Bug 752560

Summary: Correct documentation regarding recovery from dirty stores
Product: Red Hat Enterprise MRG Reporter: Justin Ross <jross>
Component: Messaging_Programming_ReferenceAssignee: Cheryn Tan <chetan>
Status: CLOSED CURRENTRELEASE QA Contact: Leonid Zhaldybin <lzhaldyb>
Severity: high Docs Contact:
Priority: high    
Version: 2.0CC: esammons, iboverma, lbrindle, lzhaldyb, mgoulish, rlandman, spurrier
Target Milestone: 2.1.2   
Target Release: ---   
Hardware: Unspecified   
OS: Unspecified   
Whiteboard:
Fixed In Version: Doc Type: Bug Fix
Doc Text:
Story Points: ---
Clone Of: Environment:
Last Closed: 2012-05-02 05:31:31 UTC Type: ---
Regression: --- Mount Type: ---
Documentation: --- CRM:
Verified Versions: Category: ---
oVirt Team: --- RHEL 7.3 requirements from Atomic Host:
Cloudforms Team: --- Target Upstream Version:

Description Justin Ross 2011-11-09 20:52:01 UTC
Mick will expand on this.

Comment 1 mick 2011-11-14 15:37:10 UTC
Usage problems seem significant enough with the current persistent-
cluster restart strategy that I am suggesting a new approach.  It is outlined 
in a comment in BZ 752942 "Automate persistent cluster restart."

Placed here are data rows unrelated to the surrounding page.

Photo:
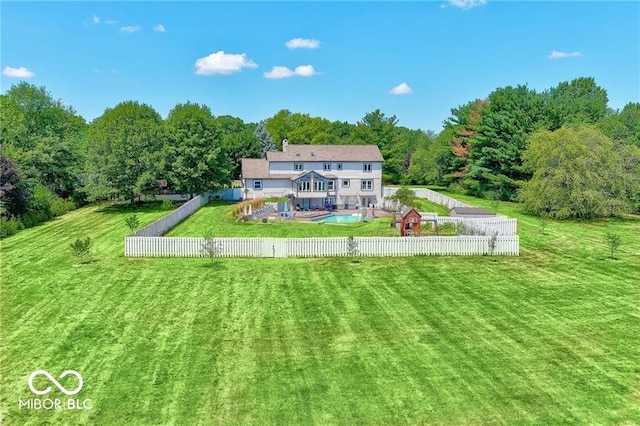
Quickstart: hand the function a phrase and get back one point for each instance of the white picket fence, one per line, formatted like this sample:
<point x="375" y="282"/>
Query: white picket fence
<point x="167" y="222"/>
<point x="325" y="247"/>
<point x="433" y="196"/>
<point x="500" y="225"/>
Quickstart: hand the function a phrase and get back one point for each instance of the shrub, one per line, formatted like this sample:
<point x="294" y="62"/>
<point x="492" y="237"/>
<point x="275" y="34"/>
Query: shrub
<point x="132" y="222"/>
<point x="34" y="217"/>
<point x="60" y="206"/>
<point x="447" y="228"/>
<point x="613" y="242"/>
<point x="405" y="196"/>
<point x="210" y="247"/>
<point x="80" y="249"/>
<point x="42" y="200"/>
<point x="9" y="226"/>
<point x="352" y="247"/>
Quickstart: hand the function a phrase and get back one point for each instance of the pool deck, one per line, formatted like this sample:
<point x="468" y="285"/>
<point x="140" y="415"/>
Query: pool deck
<point x="313" y="214"/>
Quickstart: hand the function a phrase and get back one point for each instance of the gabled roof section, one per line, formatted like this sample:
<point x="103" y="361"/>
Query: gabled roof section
<point x="327" y="153"/>
<point x="314" y="173"/>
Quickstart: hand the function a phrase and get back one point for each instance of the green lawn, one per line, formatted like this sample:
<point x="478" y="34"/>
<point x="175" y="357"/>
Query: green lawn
<point x="549" y="337"/>
<point x="217" y="217"/>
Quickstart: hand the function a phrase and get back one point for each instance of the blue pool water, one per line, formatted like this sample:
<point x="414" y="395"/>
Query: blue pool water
<point x="337" y="218"/>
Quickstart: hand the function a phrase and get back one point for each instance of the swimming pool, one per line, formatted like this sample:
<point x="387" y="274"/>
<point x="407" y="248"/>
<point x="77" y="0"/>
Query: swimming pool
<point x="338" y="218"/>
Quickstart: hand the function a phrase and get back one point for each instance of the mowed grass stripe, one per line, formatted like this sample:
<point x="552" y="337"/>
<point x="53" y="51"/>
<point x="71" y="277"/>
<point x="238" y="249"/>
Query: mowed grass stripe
<point x="543" y="338"/>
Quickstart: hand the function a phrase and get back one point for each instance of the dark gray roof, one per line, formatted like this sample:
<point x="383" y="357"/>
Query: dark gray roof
<point x="327" y="153"/>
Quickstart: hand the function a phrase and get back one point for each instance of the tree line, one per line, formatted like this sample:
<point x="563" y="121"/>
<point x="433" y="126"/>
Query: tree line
<point x="540" y="148"/>
<point x="562" y="152"/>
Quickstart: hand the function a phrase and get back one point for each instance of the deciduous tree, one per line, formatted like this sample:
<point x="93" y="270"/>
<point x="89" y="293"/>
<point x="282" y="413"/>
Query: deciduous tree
<point x="125" y="154"/>
<point x="196" y="157"/>
<point x="576" y="173"/>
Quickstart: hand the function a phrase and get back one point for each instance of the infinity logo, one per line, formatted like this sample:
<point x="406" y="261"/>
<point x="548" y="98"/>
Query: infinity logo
<point x="55" y="382"/>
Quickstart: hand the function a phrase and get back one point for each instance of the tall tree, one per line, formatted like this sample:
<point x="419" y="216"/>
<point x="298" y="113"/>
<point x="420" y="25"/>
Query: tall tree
<point x="239" y="141"/>
<point x="495" y="157"/>
<point x="196" y="159"/>
<point x="124" y="151"/>
<point x="380" y="129"/>
<point x="266" y="141"/>
<point x="579" y="101"/>
<point x="624" y="126"/>
<point x="13" y="198"/>
<point x="578" y="173"/>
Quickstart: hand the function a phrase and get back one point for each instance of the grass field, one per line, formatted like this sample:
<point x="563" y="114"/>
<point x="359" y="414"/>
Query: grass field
<point x="550" y="337"/>
<point x="217" y="218"/>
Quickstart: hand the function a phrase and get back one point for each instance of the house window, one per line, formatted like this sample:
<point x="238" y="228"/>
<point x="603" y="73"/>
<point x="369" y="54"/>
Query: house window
<point x="304" y="186"/>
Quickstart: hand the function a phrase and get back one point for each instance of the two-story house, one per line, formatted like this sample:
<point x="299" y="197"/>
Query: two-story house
<point x="347" y="176"/>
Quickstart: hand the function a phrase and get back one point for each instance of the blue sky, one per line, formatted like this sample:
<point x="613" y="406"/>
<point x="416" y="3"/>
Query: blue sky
<point x="337" y="60"/>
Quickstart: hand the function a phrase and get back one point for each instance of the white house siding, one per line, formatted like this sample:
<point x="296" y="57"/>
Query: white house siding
<point x="353" y="171"/>
<point x="270" y="188"/>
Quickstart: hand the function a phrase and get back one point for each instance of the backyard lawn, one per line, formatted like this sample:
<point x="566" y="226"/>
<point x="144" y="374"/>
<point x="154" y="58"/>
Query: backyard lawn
<point x="217" y="218"/>
<point x="545" y="338"/>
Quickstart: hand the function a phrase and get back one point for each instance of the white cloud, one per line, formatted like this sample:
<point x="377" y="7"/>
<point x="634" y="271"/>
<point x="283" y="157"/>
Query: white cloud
<point x="223" y="63"/>
<point x="130" y="28"/>
<point x="302" y="43"/>
<point x="465" y="4"/>
<point x="555" y="54"/>
<point x="401" y="89"/>
<point x="20" y="72"/>
<point x="305" y="71"/>
<point x="284" y="72"/>
<point x="279" y="72"/>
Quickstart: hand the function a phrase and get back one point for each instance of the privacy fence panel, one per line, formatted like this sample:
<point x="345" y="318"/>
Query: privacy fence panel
<point x="465" y="245"/>
<point x="167" y="222"/>
<point x="433" y="196"/>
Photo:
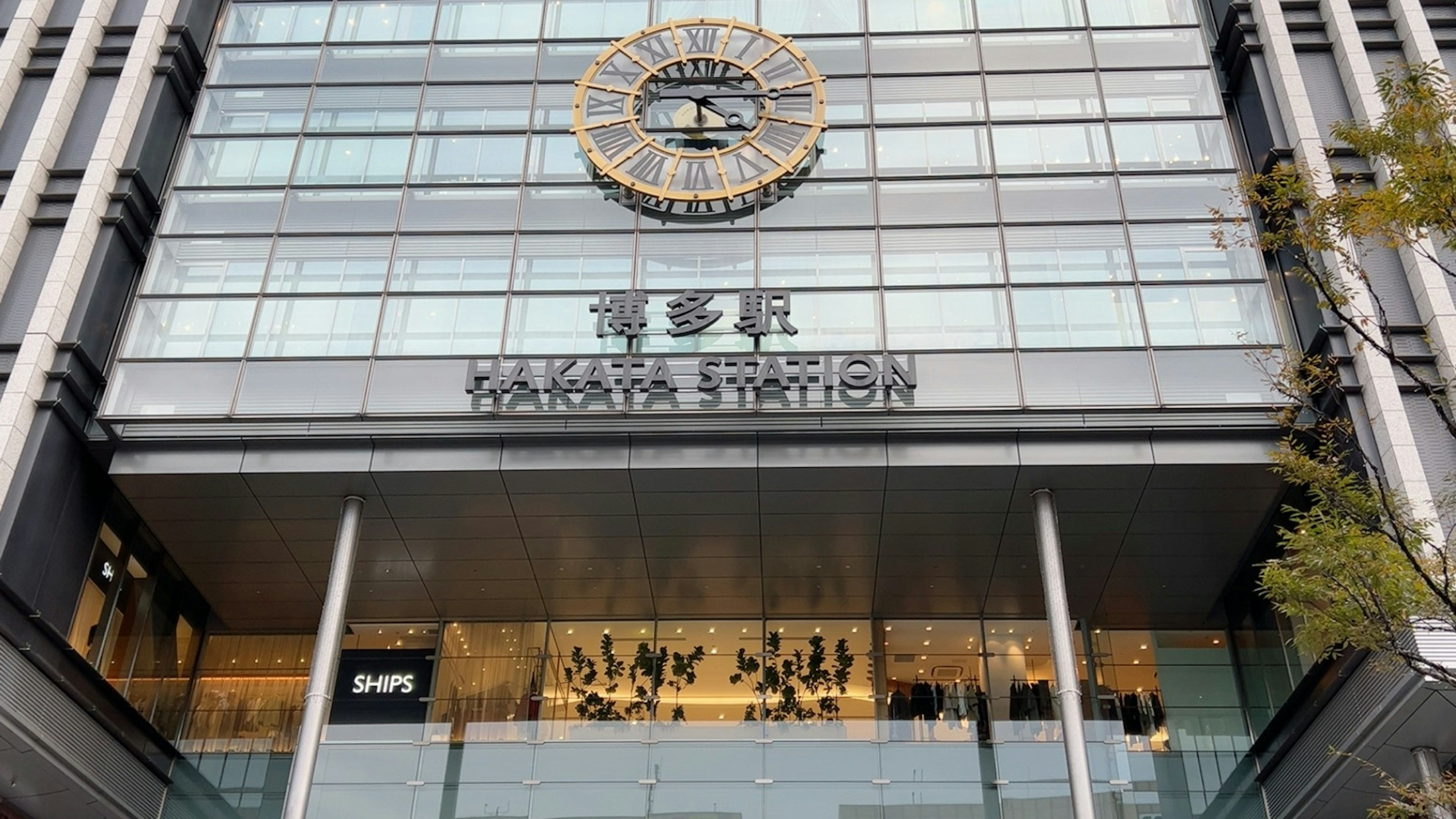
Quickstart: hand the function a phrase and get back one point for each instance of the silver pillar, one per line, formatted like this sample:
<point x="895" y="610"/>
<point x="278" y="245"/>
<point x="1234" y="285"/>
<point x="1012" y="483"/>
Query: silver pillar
<point x="1064" y="656"/>
<point x="1429" y="766"/>
<point x="319" y="696"/>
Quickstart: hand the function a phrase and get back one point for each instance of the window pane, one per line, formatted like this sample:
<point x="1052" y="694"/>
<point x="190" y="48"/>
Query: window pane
<point x="1171" y="146"/>
<point x="921" y="15"/>
<point x="364" y="110"/>
<point x="1161" y="94"/>
<point x="329" y="266"/>
<point x="452" y="263"/>
<point x="276" y="22"/>
<point x="1068" y="254"/>
<point x="829" y="323"/>
<point x="557" y="326"/>
<point x="237" y="162"/>
<point x="1079" y="317"/>
<point x="207" y="266"/>
<point x="574" y="263"/>
<point x="965" y="256"/>
<point x="468" y="159"/>
<point x="947" y="320"/>
<point x="571" y="19"/>
<point x="193" y="328"/>
<point x="1028" y="14"/>
<point x="924" y="55"/>
<point x="1148" y="49"/>
<point x="264" y="66"/>
<point x="353" y="161"/>
<point x="1171" y="253"/>
<point x="685" y="261"/>
<point x="929" y="100"/>
<point x="392" y="19"/>
<point x="820" y="17"/>
<point x="251" y="111"/>
<point x="826" y="259"/>
<point x="1234" y="314"/>
<point x="443" y="327"/>
<point x="1031" y="52"/>
<point x="1043" y="97"/>
<point x="490" y="19"/>
<point x="315" y="327"/>
<point x="477" y="108"/>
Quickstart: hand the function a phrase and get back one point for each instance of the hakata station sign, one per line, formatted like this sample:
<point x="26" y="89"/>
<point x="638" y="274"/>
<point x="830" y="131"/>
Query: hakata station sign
<point x="689" y="314"/>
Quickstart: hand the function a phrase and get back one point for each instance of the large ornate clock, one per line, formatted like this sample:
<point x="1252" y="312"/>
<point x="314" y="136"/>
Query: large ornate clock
<point x="705" y="110"/>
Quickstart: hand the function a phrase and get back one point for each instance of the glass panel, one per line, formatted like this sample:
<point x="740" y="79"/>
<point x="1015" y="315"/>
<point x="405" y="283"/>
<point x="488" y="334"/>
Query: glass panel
<point x="1052" y="149"/>
<point x="477" y="108"/>
<point x="274" y="22"/>
<point x="1237" y="314"/>
<point x="595" y="263"/>
<point x="1033" y="52"/>
<point x="967" y="256"/>
<point x="1171" y="253"/>
<point x="364" y="110"/>
<point x="264" y="66"/>
<point x="947" y="320"/>
<point x="1161" y="94"/>
<point x="452" y="263"/>
<point x="329" y="266"/>
<point x="1068" y="254"/>
<point x="373" y="65"/>
<point x="929" y="100"/>
<point x="251" y="111"/>
<point x="1149" y="49"/>
<point x="921" y="15"/>
<point x="490" y="19"/>
<point x="468" y="159"/>
<point x="336" y="161"/>
<point x="1079" y="317"/>
<point x="829" y="321"/>
<point x="822" y="17"/>
<point x="443" y="327"/>
<point x="686" y="261"/>
<point x="931" y="151"/>
<point x="838" y="259"/>
<point x="924" y="55"/>
<point x="392" y="19"/>
<point x="237" y="162"/>
<point x="1028" y="14"/>
<point x="223" y="212"/>
<point x="1043" y="97"/>
<point x="206" y="266"/>
<point x="1170" y="146"/>
<point x="582" y="19"/>
<point x="315" y="327"/>
<point x="937" y="203"/>
<point x="194" y="328"/>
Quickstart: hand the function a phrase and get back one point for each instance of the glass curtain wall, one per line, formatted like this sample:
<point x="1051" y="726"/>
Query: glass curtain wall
<point x="373" y="193"/>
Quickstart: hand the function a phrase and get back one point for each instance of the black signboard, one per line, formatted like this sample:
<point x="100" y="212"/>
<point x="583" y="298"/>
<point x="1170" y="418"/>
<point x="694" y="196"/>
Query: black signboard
<point x="378" y="687"/>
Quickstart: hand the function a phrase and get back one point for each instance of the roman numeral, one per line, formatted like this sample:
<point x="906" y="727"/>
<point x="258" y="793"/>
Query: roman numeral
<point x="602" y="107"/>
<point x="613" y="142"/>
<point x="654" y="49"/>
<point x="648" y="168"/>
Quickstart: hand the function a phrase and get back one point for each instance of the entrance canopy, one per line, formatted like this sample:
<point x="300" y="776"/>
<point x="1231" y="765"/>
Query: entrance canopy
<point x="629" y="527"/>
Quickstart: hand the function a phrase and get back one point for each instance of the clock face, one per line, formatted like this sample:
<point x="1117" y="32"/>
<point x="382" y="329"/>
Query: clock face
<point x="700" y="110"/>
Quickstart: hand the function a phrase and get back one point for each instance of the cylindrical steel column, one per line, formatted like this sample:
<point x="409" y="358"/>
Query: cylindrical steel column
<point x="1064" y="656"/>
<point x="319" y="696"/>
<point x="1429" y="766"/>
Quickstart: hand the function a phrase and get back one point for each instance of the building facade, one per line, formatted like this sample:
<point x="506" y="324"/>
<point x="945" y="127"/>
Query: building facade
<point x="648" y="399"/>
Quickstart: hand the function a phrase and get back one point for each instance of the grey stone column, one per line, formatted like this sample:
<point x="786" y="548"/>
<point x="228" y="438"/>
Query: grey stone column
<point x="325" y="667"/>
<point x="1064" y="655"/>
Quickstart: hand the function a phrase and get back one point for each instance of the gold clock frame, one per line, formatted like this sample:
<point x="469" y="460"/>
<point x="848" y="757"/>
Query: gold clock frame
<point x="615" y="168"/>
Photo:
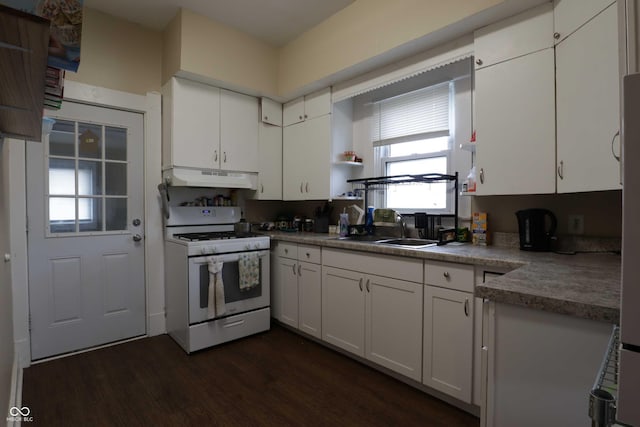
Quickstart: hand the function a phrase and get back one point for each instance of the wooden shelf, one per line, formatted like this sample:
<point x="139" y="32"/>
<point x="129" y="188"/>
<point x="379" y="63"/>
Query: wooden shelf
<point x="24" y="44"/>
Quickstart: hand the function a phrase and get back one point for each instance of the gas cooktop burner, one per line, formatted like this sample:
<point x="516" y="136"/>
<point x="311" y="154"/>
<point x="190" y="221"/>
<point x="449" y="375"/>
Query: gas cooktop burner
<point x="211" y="235"/>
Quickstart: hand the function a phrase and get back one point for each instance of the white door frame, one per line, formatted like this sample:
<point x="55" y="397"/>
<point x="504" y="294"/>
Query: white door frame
<point x="150" y="106"/>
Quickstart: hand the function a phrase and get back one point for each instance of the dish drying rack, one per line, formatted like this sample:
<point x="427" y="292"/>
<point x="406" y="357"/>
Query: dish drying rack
<point x="604" y="394"/>
<point x="383" y="182"/>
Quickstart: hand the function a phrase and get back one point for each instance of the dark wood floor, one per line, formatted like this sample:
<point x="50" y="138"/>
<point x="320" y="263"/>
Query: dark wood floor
<point x="276" y="378"/>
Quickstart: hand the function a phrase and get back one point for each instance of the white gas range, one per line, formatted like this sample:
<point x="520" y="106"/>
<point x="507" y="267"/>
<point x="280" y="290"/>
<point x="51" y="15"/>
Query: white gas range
<point x="216" y="281"/>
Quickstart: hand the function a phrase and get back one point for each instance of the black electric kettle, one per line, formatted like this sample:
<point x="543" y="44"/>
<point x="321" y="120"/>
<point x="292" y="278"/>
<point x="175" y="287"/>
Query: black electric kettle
<point x="536" y="233"/>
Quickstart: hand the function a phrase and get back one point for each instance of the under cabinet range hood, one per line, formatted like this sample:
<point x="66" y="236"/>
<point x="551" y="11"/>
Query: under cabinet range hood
<point x="186" y="177"/>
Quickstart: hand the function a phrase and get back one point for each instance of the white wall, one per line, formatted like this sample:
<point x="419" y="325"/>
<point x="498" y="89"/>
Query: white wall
<point x="6" y="312"/>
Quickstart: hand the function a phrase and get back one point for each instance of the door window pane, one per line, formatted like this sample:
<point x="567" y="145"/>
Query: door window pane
<point x="115" y="143"/>
<point x="116" y="179"/>
<point x="62" y="138"/>
<point x="89" y="141"/>
<point x="116" y="213"/>
<point x="89" y="178"/>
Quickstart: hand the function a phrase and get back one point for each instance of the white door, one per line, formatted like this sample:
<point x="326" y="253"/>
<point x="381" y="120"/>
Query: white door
<point x="85" y="212"/>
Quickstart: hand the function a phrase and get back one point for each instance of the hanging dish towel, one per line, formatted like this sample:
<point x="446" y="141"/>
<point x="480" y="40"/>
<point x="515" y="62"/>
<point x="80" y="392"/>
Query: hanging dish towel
<point x="249" y="269"/>
<point x="215" y="306"/>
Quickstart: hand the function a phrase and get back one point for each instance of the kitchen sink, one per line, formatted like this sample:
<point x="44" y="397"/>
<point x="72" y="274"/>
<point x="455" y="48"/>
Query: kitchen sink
<point x="409" y="242"/>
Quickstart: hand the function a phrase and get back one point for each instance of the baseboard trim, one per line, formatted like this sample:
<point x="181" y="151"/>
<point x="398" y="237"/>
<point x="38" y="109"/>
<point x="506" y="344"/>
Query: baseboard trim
<point x="157" y="324"/>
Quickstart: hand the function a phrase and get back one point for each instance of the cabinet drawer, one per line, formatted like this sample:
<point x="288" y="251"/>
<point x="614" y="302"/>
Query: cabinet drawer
<point x="309" y="253"/>
<point x="449" y="275"/>
<point x="287" y="250"/>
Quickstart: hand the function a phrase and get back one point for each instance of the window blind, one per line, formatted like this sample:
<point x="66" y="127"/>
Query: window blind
<point x="420" y="114"/>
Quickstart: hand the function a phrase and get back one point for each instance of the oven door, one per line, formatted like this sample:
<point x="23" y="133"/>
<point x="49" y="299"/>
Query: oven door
<point x="236" y="300"/>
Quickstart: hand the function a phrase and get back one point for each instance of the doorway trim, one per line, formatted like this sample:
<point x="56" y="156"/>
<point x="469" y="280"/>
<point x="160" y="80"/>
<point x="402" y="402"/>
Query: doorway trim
<point x="149" y="106"/>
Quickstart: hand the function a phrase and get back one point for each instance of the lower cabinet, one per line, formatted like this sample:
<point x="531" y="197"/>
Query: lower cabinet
<point x="375" y="317"/>
<point x="296" y="289"/>
<point x="448" y="341"/>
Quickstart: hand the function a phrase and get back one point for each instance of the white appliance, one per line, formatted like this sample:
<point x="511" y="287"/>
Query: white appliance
<point x="194" y="235"/>
<point x="628" y="410"/>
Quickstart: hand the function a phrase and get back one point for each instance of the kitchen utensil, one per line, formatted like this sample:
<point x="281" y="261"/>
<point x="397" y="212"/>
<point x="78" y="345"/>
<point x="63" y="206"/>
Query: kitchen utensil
<point x="537" y="228"/>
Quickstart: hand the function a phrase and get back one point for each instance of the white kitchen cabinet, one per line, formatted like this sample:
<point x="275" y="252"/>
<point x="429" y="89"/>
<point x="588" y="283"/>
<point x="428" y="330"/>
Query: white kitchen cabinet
<point x="515" y="126"/>
<point x="370" y="315"/>
<point x="448" y="341"/>
<point x="270" y="163"/>
<point x="449" y="328"/>
<point x="308" y="107"/>
<point x="516" y="36"/>
<point x="271" y="112"/>
<point x="569" y="15"/>
<point x="239" y="118"/>
<point x="588" y="106"/>
<point x="297" y="290"/>
<point x="191" y="124"/>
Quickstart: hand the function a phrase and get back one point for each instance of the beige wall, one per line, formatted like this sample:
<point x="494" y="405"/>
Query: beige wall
<point x="221" y="53"/>
<point x="117" y="54"/>
<point x="364" y="30"/>
<point x="602" y="211"/>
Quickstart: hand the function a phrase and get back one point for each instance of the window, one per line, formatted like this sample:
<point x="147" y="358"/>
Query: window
<point x="411" y="136"/>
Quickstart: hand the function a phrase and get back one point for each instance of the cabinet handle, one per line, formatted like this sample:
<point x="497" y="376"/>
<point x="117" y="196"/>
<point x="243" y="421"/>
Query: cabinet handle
<point x="612" y="142"/>
<point x="561" y="170"/>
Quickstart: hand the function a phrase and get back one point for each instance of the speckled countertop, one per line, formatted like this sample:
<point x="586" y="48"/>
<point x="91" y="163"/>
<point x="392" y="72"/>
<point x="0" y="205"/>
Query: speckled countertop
<point x="582" y="285"/>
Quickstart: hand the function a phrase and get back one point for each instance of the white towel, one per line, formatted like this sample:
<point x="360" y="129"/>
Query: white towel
<point x="249" y="271"/>
<point x="215" y="306"/>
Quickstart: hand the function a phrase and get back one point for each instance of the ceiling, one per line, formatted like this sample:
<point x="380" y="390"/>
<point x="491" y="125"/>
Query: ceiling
<point x="274" y="21"/>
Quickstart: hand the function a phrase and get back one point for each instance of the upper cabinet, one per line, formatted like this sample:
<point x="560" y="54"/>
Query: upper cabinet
<point x="515" y="105"/>
<point x="308" y="107"/>
<point x="208" y="128"/>
<point x="588" y="105"/>
<point x="519" y="35"/>
<point x="24" y="42"/>
<point x="569" y="15"/>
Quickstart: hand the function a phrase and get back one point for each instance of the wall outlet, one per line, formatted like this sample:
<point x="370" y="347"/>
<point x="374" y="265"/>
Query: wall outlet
<point x="576" y="224"/>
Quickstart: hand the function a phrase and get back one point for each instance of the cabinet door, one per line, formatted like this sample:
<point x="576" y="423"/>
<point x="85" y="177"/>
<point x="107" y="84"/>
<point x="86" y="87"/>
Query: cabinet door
<point x="448" y="341"/>
<point x="238" y="132"/>
<point x="515" y="126"/>
<point x="293" y="112"/>
<point x="317" y="104"/>
<point x="316" y="159"/>
<point x="519" y="35"/>
<point x="195" y="133"/>
<point x="310" y="302"/>
<point x="271" y="112"/>
<point x="569" y="15"/>
<point x="293" y="162"/>
<point x="394" y="325"/>
<point x="288" y="297"/>
<point x="588" y="106"/>
<point x="270" y="163"/>
<point x="343" y="305"/>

I am marking this BZ as being blocked by that one.  After the new approach is
implemented, the doc should be re-written to describe what it does, what system
adminstrators should expect, and what, if anything, they will still need to do
in some cases.

Comment 3 mick 2011-11-30 08:14:25 UTC
After testing, here is my Suggestion for New and Improved Instructions for the Doco.

----- snip ----- snip ----- snip ----- snip ----- snip ----- snip -----


If the cluster has previously had a total failure and there are no
clean stores then the brokers will fail to start with the log message
"Daemon startup failed: Cannot recover, no clean store."

If this happens, you can restart the cluster by marking one of the
brokers' data directories as 'clean'.  If you can see from time-stamps
that one of the data directories is more recent that the other, choose 
that one to mark as clean.  But most likely, if all stores are dirty, 
the brokers all died simultaneously.  In that case, choose one broker's
data directory arbitrarily.

To mark a data directory as clean, look in it for one or more
subdirectories of the form:

     _cluster.bak.<nnnn>

These subdirectories will exist if previous restarts were attempted.
If no such subdirectory exists, use the qpid-cluster-store command now.
( See below. )

If one or more _cluster.bak.<nnnn> subdirectories do exist, note the one
with the highest 4-digit number.  It is the newest.  Use it in this
sequence of commands:

     cd <data-dir>
     mv rhm rhm.bak
     cp -a _cluster.bak.<nnnn>/rhm .

Now you are ready to mark this store as clean:

     qpid-cluster-store -c <data-dir>

Now you can restart the cluster, and all brokers' stores will be
initialized from the one that you marked as clean.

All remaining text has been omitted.